Upon completion of the course the candidate should be able to:

Knowledge

  • explain the engineering computing pipeline: modelling with PDE, discretization, numerical solution, and visualization.
  • describe the techniques underlying grid generation, data storage, matrix assembly, parallelization, and visualization.
  • define iterative methods for the system of equations and preconditioning techniques.
  • summarise key application areas of engineering computing such as flow and transport in porous media.

Skills

  • classify and derive models, apply discretization methods as well as explicit and implicit time stepping schemes to a given PDE model.
  • generate grid, assemble matrices, solve, and then visualize using MATLAB or Python.
  • analyze and interpret the results of the engineering computing pipeline.
  • apply the basic approaches to analyze the adequacy and accuracy of numerical methods and underlying models.
  • conduct convergence analysis of iterative methods.

General competence

  • discuss and relate the roles of applied mathematics and computer science in solving large scale engineering problems.
  • assess and reflect upon the applicability of the engineering computing pipeline to practically solve engineering problems.
  • discuss research problems within engineering computing with peer researchers.

Entry requirements

General admission criteria for the PhD programme.

Recommended previous knowledge

Solid background in linear algebra, partial differential equations, algorithms, and programming experience in the context of programming environments such as Python and MATLAB.

Teaching methods

The course consists of a combination of lectures and seminars. The lectures will be used for covering the core material of the course. Seminars permit participants to present and discuss recent research papers.

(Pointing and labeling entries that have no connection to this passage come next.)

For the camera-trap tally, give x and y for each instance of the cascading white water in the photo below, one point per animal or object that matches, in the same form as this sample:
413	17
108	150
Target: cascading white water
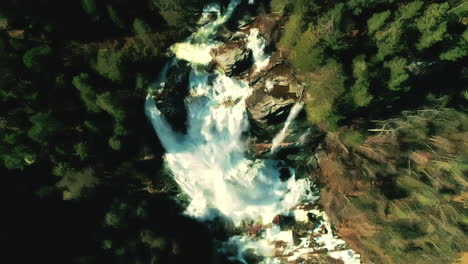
257	45
282	134
208	162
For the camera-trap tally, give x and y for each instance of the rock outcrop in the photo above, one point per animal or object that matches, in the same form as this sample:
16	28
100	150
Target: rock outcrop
175	89
232	58
273	95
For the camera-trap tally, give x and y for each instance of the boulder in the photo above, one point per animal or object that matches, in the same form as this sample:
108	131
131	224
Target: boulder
272	97
232	58
170	99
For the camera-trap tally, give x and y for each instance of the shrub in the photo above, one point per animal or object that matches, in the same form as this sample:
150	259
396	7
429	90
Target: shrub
38	59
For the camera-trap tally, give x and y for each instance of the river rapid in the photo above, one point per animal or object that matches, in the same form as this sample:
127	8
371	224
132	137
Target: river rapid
209	163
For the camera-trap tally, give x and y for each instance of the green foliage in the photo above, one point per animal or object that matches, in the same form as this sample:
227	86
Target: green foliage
44	126
359	6
177	12
115	17
359	90
377	21
309	53
458	52
17	157
398	73
322	92
140	27
389	40
432	25
73	182
279	6
110	64
410	10
82	82
81	149
352	139
109	103
38	59
292	31
114	143
89	6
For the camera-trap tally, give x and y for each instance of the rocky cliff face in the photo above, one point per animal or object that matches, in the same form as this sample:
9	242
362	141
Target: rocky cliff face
232	58
171	99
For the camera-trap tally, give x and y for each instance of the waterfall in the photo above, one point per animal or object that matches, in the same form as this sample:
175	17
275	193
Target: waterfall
282	134
209	162
257	45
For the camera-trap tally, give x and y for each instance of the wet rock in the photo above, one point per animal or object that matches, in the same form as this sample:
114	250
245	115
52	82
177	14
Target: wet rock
170	99
273	96
232	58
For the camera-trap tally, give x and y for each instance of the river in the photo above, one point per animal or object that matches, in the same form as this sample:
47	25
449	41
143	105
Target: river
209	164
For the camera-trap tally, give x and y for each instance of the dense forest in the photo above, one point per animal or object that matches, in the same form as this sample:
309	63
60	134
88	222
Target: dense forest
81	164
386	84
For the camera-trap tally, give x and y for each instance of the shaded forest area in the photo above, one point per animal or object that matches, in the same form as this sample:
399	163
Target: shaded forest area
386	82
81	164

Compulsory learning activities

There will be a number of smaller assignments and a larger project. The project work may be undertaken in groups but is required to have an individual component. The project will be on the modelling of an engineering problem focusing on the students ability to solve a full-fledged engineering problem, follow the computing pipeline as well as use the necessary computer tools for analysis. The larger project must be documented in a research paper and presented at a seminar.

Assessment

The course is graded pass/fail based on the research paper and an oral exam. Each of the two components must result in a pass grade in order to obtain a pass grade for the entire course. Each participant must give one seminar, and present the larger project. The small assignments must have been approved in order to take the exam.